A city’s failure to produce enough housing has real and direct human consequences: high rents, displacement pressure, segregation, gentrification, and increased tenant harassment and homelessness, among other ills.
City of Yes Housing Opportunity is part of an inclusive, citywide approach to expanding and diversifying the housing supply, in which every neighborhood does its part to help meet housing needs and provide equitable access to opportunity for New Yorkers. The proposal would help meet New Yorkers’ housing needs with small changes citywide – including the highest density areas as well as low density areas.
The City’s population has diversified tremendously in the years since zoning was introduced, yet the range of housing types allowed by zoning has gotten more limited. Many rules are rooted in a history of discrimination and exclusion.
City of Housing Opportunity would expand opportunities for two-family houses, accessory dwelling units, small apartment buildings, modest apartments, and shared housing models to meet a wider range of household needs and help combat the legacy of redlining and segregation.
NYC should encourage and make it easy to build affordable housing. Our zoning rules currently allow buildings with affordable senior housing to be bigger than market-rate buildings in most medium- and high-density districts – City of Housing Opportunity would extend this allowance to affordable housing for all types of residents including senior, supportive, and affordable housing for families with children.
Conversions can give new life to obsolete buildings while addressing the City’s housing challenges. When older office or loft buildings no longer meet the needs of businesses, they can become the housing units of today or tomorrow.

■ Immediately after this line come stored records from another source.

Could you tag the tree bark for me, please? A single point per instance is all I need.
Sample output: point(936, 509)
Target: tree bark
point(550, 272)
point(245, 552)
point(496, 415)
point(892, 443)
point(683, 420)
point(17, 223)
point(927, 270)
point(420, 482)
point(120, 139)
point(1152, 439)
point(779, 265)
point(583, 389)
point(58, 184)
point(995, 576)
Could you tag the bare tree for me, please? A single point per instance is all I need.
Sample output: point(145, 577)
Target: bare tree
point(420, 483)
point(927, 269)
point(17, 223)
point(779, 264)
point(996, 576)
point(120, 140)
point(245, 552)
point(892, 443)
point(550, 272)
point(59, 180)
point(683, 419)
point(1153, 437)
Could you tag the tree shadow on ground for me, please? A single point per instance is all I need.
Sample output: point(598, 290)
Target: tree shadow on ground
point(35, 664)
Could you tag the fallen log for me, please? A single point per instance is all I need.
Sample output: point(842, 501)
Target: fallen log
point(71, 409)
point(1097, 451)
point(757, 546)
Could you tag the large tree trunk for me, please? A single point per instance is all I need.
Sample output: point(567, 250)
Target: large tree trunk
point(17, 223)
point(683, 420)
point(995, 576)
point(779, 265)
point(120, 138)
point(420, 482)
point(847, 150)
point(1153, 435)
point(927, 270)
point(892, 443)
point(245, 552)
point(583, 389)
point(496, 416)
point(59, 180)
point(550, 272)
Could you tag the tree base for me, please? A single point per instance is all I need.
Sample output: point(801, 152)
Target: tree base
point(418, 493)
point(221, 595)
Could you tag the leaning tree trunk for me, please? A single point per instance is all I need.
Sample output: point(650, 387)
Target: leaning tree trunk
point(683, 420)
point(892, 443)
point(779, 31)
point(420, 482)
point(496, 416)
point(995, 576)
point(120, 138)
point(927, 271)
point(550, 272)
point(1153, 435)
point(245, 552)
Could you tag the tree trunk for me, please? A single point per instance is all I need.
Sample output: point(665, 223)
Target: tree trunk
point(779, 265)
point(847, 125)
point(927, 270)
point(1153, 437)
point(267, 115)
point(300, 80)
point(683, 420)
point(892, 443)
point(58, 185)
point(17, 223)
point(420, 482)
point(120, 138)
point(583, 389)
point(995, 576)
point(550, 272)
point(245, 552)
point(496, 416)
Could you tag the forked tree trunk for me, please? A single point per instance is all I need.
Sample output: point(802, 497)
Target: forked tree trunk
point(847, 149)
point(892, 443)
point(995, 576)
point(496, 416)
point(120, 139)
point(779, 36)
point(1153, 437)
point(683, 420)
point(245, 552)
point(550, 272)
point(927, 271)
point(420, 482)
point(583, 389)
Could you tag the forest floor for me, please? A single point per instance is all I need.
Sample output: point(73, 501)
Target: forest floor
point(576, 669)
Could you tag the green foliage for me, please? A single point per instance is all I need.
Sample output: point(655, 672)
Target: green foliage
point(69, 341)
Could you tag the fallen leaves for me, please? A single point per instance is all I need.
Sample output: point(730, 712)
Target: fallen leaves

City of Housing Opportunity would expand zoning regulations that facilitate conversions and allow them to create supportive housing and other types of apartments.
Parking requirements can make housing more expensive, disrupt pedestrian-friendly streets, or block a homeowner from adding an accessory unit for an aging parent.
City of Housing Opportunity will prioritize people over parking to make streets safer, and reduce requirements to enable more of the housing, services, and amenities that help neighborhoods thrive.
Homeowners can find that complex zoning regulations, many of which were established after their homes were built, make it difficult to make changes to their buildings.
City of Housing Opportunity will streamline regulations and actions that enable one- and two-family homes and other small buildings to adapt and change to suit the needs of families over time.
New York City has not produced enough housing to keep up with the rapid population and job growth that our city has experienced in recent decades. As one example of how this hurts New Yorkers, more than half of this city's renters pay more than they can afford each month.
Even as our population has surged over the past four decades, housing was built at a much slower pace than was necessary to meet the need. NYC needs sustained, equitable housing production to address this housing shortage and bring rents down. Learn more in Housing Our Neighbors: A Blueprint for Housing and Homelessness.
This initiative advances key recommendations for fair housing and equity in the Where We Live NYC Plan. Where We Live is the outcome of an in-depth two-year process with over 150 community partners that identified goals, strategies, and the actions discussed here to expand housing opportunities for everyone.